De oudste, beter de eerstgeborene, op mijn lijstje is Theo Joekes (1923-1999), VVD-kamerlid en schrijver van de detectives Moord in de Ridderzaal (1980), Moord op De Horst (1981), Moord aan het Voorhout (1981), Moord in vijfvoud (1982) en – verrassende titel – Klavertje moord (1986). Joekes debuteerde lang voordat hij zijn eerste detective schreef met een hoorspel voor de Nederlandse sectie van de BBC: Kerstmis aan de Zuidpool (1948). Dit alles lees ik op Wikipedia. Wat dit onbetrouwbare en desondanks toch door velen hooggeprezen online naslagwerk niet vermeldt, is dat Theo Joekes ook een dichtbundel publiceerde: De orde van de dag. Gedichten 1941-1981 (Loeb, Amsterdam 1982). Let vooral ook even op de duidelijk aan de Kamertaal ontleende titel. Het titelgedicht is echter niet sterk, formuleer ik vriendelijk, vandaar de eerste verzen uit ‘Rhein Kurier’ (p. 150): ‘Er is pijn / Die nooit meer verdwijnt. // Op een Duits station / Sta ik stiekem / In de lentezon / Op haar te wachten. / Eén nacht is zij daar geweest / Zegt zij, op een boot, / Voor een feest. / Een oude schoolvriend. / Niets aan de hand. // Nee, bleek later, / Niets aan de hand. / Maar wel ergens anders: / Tussen haar benen.’

De in 1931 geboren Jan Terlouw (D66) is vooral bekend als kinderboekenschrijver, maar hij schreef ook een roman voor volwassenen: De Derde Kamer (1978), die zich afspeelt in politiek Den Haag en waarin het probleem centraal staat dat de Kamerleden volkomen vervreemd zijn van hun kiezers. Interessant gegeven, slap uitgewerkt.

Aad Nuis (1933-2007), zo’n beetje vanaf de oprichting lid van D66 en bij literatuurliefhebbers vooral bekend vanwege de schitterende scheldkanonnades die W.F. Hermans hem (volkomen terecht overigens) deed toekomen inzake de affaire Weinreb, debuteerde in 1963 met de dichtbundel Wisselend weer. Hij maakte vervolgens naam als literatuurcriticus.
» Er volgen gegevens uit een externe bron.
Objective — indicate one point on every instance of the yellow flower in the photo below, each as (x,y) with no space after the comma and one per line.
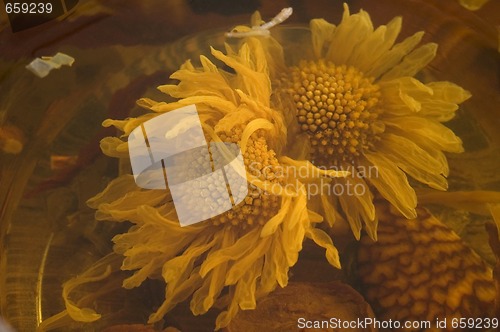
(243,254)
(360,108)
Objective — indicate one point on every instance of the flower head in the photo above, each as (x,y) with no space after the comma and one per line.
(242,254)
(359,107)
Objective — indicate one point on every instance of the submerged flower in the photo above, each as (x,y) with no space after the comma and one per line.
(234,258)
(361,109)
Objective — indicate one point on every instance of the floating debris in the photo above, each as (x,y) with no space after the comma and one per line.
(41,67)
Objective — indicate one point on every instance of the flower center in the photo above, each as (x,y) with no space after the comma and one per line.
(258,206)
(337,107)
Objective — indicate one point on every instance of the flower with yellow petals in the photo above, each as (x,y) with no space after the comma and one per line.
(360,108)
(236,257)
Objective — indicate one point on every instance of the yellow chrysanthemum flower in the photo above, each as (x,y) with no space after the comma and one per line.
(360,108)
(233,258)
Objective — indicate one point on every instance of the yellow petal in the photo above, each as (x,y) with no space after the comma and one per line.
(351,31)
(322,33)
(413,62)
(425,132)
(323,240)
(392,184)
(414,160)
(376,45)
(394,55)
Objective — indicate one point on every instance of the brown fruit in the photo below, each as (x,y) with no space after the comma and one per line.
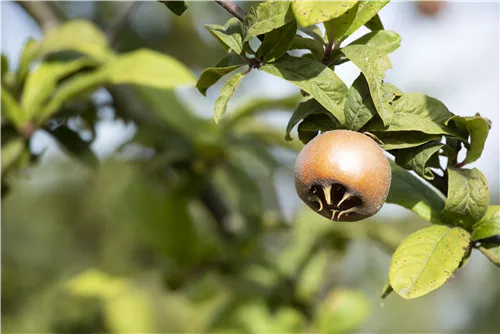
(343,175)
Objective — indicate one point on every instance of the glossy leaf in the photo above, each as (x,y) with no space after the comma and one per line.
(268,16)
(316,48)
(277,42)
(468,196)
(373,63)
(404,139)
(408,191)
(385,40)
(417,112)
(10,109)
(303,110)
(41,83)
(342,27)
(226,94)
(75,146)
(213,74)
(358,107)
(375,23)
(342,311)
(478,128)
(416,159)
(489,225)
(309,12)
(426,259)
(314,78)
(178,7)
(230,36)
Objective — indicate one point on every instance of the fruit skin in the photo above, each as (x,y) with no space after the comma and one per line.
(350,159)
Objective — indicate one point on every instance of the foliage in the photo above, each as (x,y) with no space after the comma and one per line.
(201,202)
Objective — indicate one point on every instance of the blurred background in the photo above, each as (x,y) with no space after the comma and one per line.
(189,227)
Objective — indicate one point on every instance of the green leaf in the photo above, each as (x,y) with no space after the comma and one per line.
(417,112)
(468,196)
(303,110)
(176,6)
(213,74)
(277,42)
(75,146)
(342,27)
(358,107)
(314,78)
(76,35)
(10,109)
(268,16)
(148,68)
(404,139)
(408,191)
(417,158)
(492,252)
(426,260)
(141,67)
(309,12)
(10,153)
(373,63)
(226,94)
(477,128)
(4,66)
(315,33)
(342,311)
(489,225)
(385,40)
(42,82)
(316,48)
(230,36)
(375,23)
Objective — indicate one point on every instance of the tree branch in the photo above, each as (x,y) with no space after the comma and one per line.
(232,8)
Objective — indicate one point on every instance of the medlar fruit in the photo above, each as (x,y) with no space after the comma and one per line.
(343,175)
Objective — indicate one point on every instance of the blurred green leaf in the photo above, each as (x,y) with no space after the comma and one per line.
(268,16)
(213,74)
(409,192)
(75,146)
(277,42)
(226,94)
(373,63)
(375,23)
(314,78)
(178,7)
(342,311)
(417,158)
(230,36)
(342,27)
(301,43)
(4,66)
(426,260)
(358,107)
(468,196)
(385,40)
(477,128)
(309,12)
(489,225)
(10,152)
(10,109)
(41,83)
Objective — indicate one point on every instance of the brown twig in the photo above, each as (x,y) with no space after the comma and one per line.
(232,8)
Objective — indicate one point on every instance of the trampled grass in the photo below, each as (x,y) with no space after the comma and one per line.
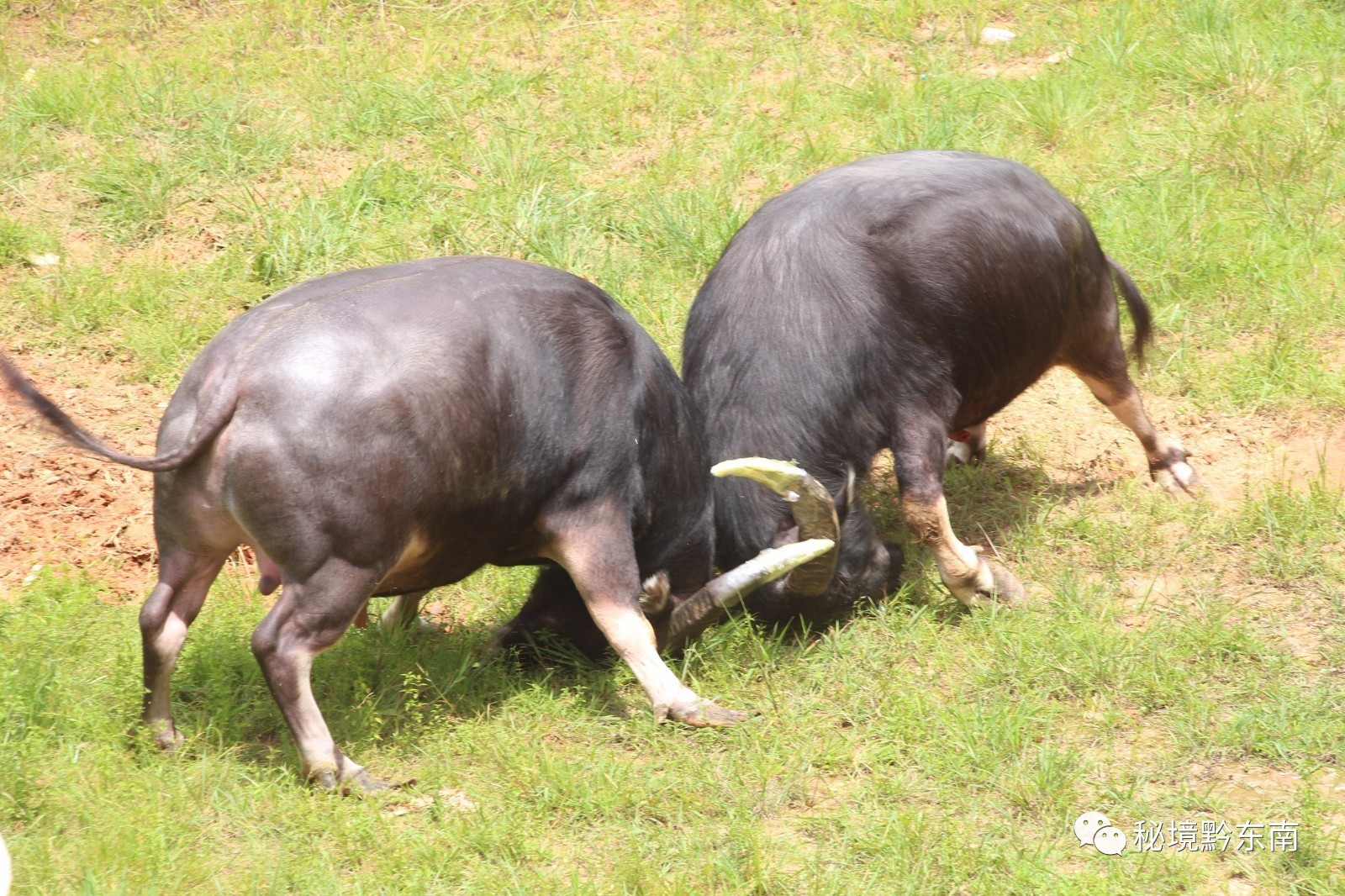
(1177,662)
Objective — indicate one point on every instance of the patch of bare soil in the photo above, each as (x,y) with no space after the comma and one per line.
(60,506)
(1080,440)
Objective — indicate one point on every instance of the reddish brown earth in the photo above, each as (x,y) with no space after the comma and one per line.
(60,506)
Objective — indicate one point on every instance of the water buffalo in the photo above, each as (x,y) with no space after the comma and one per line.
(393,430)
(891,303)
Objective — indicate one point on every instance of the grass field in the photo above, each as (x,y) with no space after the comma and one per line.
(1179,662)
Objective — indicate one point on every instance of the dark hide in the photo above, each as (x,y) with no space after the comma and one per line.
(393,430)
(887,303)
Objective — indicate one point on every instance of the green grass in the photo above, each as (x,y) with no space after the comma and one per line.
(188,159)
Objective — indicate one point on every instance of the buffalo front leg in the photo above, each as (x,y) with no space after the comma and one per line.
(596,551)
(919,456)
(309,616)
(172,606)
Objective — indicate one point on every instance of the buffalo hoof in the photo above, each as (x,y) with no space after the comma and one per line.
(1008,589)
(708,714)
(166,737)
(361,782)
(1180,478)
De eveneens in 1933 geboren Frits Bolkestein (VVD), maakte in 1957 enkele maanden deel uit van de redactie van het ‘Amsterdamsch Studenten Weekblad’ Propria Cures – in diezelfde redactie zat toen ook Aad Nuis. Bolkestein werd gevraagd om toe te treden tot de redactie naar aanleiding van een vinnige kritiek op Gerrit Kouwenaar tijdens een poëzie-avond. Onder de naam L. van Kokanje schreef hij een paar artikelen, waarvan er eentje een literatuurkritiek genoemd kan worden: Sectio Vaesarea op het experimentele lijk – een nogal flauw stuk gewijd aan een artikel waarin Kouwenaar zijn poëtica uiteen zet. Het is te vinden in Frits Bolkestein – De Propria Curesartikelen 1957-1957 (Gerard Timmer Prods/Stichting Propria Cures, Amsterdam 1988). Bolkesteins PC-schrijfsels vullen de pagina’s 19 tot en met 26 van voornoemde uitgave.

Afgelopen april debuteerde het uit 1955 stammende Kamerlid Boris Dittrich – als Boris O. Dittrich – met de ‘literaire thriller’ Moord en brand (Nieuw Amsterdam, Amsterdam 2011). Ik heb het boek nog niet gelezen en kan er dus ook geen zinnig woord over zeggen.

Thom de Graaf (1957), ook al D66, maakte midden jaren zeventig, tijdens zijn studententijd in Nijmegen – de stad waarvan hij sinds enkele jaren burgemeester is –, enige tijd deel uit van ‘de Vereniging’, een zelfbenoemde ‘literaire rebellenclub’ waarvan ook Thomas Verbogt en Frans Kusters lid waren. Verbogt en Kusters waren niet mals met hun kritiek op de poëzie van De Graaf, en merken dertig jaar later in het tijdschrift Terug naar het studentenhuis vergenoegd op: ‘We hebben Nederland weten te behoeden voor een slecht dichter.’ En ze hebben gelijk, zo blijkt uit de twee gedichten van Tom (zonder h) de Graaf die staan afgedrukt in  de gestencilde uitgave De beste en andere gedichten uit de W. Anthon Faselprijs voor Poëzie. november 1975-december 1976 (‘Deze verzenbundel werd getypt op de ibm van grafikus koos van tol, oosterbeek. Het lettertype is de COURIER 12. (…) Deze gesigneerde en genummerde oplage bestaat uit 100 exemplaren.’). Ik citeer er hier één, dat lijkt me meer dan genoeg: ‘Ouders // Het jonge leven van mijn vader / och, het gaat voorbij / en mijn moeder, och, zij rekt zich uit tot / haar vale glimlach dan eindelijk knapt’.

Waarom zijn de schrijvende Kamerleden allemaal conservatief of liberaal? Vinden godvruchtigen en socialisten het schrijven van fictie of poëzie te frivool? Misschien moet ik me toch maar weer eens verkiesbaar stellen voor de Tweede Kamer.